The night wore on, and still the absent man failed to return. Miss Meadowcroft volunteered to sit up for him. Naomi eyed her, a little maliciously I must own, as the two women parted for the night. I withdrew to my room, and again I was unable to sleep. When sunrise came, I went out, as before, to breathe the morning air.
On the staircase I met Miss Meadowcroft ascending to her own room. Not a curl of her stiff grey hair was disarranged: nothing about the impenetrable woman betrayed that she had been watching through the night.
‘Has Mr Jago not returned?’ I asked.
Miss Meadowcroft slowly shook her head, and frowned at me.
‘We are in the hands of Providence, Mr Lefrank. Mr Jago must have been detained for the night at Narrabee.’
The daily routine of the meals resumed its unalterable course. Breakfast-time came and dinner-time came, and no John Jago darkened the doors of Morwick Farm. Mr Meadowcroft and his daughter consulted together, and determined to send in search of the missing man. One of the more intelligent of the labourers was despatched to Narrabee to make enquiries.

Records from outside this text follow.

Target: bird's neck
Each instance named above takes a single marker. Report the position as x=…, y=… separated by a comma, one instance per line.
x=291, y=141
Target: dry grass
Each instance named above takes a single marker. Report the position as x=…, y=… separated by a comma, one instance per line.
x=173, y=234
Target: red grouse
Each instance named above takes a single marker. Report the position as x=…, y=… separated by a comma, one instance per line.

The man returned late in the evening, bringing startling news to the farm. He had visited all the inns and all the places of business resort in Narrabee; he had made endless enquiries in every direction, with this result—no one had set eyes on John Jago. Everybody declared that John Jago had not entered the town.
We all looked at each other, excepting the two brothers, who were seated together in a dark corner of the room. The conclusion appeared to be inevitable. John Jago was a lost man.
VI THE LIME-KILN
Mr Meadowcroft was the first to speak.
‘Somebody must find John,’ he said.
‘Without losing a moment,’ added his daughter.
Ambrose suddenly stepped out of the dark corner of the room.
‘I will enquire,’ he said.
Silas followed him.
‘I will go with you,’ he added.
Mr Meadowcroft interposed his authority.
‘One of you will be enough; for the present, at least. Go you, Ambrose. Your brother may be wanted later. If any accident has happened (which God forbid), we may have to enquire in more than one direction. Silas, you will stay at the farm.’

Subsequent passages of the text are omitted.